Thanks.   :Smile:   It is a bit of a fudge, but still useful.

 *Quote:*   

> 
> 
> still a great script to keep your system streamlined! 
> 
> -niyogi

 

----------

## Naan Yaar

```

emerge unmerge <package_names>

```

Can do more than one at a time.

 *shoot2kill wrote:*   

> Now I know the list of packages which can be removed safely. How do I remove them?

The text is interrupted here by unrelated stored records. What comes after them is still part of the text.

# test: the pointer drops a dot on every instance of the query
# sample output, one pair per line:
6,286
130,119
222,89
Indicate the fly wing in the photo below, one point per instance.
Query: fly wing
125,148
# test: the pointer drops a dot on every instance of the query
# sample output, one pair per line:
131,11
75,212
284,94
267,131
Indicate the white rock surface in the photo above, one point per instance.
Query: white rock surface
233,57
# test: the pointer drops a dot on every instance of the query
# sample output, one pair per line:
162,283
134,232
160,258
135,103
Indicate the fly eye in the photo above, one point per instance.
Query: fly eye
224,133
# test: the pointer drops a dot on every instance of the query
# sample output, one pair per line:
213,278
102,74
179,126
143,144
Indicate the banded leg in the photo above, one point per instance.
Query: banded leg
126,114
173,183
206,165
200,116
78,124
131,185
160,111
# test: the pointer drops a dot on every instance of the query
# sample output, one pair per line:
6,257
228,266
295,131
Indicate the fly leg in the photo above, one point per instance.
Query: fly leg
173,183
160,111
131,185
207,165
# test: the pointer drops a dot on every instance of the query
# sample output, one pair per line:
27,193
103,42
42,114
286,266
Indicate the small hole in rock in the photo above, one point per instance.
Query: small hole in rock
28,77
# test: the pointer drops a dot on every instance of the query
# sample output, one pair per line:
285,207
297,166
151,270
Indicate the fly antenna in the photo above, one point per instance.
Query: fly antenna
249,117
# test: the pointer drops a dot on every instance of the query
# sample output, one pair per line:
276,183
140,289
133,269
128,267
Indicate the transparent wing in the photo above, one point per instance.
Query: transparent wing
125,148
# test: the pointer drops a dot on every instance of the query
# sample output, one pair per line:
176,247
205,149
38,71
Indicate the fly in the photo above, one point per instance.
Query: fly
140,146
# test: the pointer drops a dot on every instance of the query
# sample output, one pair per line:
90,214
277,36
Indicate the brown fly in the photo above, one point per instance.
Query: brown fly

This can be done all at once at a time or one package at a time?

 

----------

## shoot2kill

Why is that the packages that i have already unmerged, are still showing from the list when using the scripts to check.

----------

## Naan Yaar

Can you provide more details?  Could be different versions.

 *Quote:*   

> 
> 
> Why is that the packages that i have already unmerged, are still showing from the list when using the scripts to check.
> 
> 

 

----------

## shoot2kill

I am trying to remove the kde3 packages, I have removed most of the packages but stilll showing from the list when again using the script to check.

----------

## Naan Yaar

Yes.  It assumes that the package is installed fully (since it does an "emerge -pe").  If you can't see it not installed in emerge you are OK.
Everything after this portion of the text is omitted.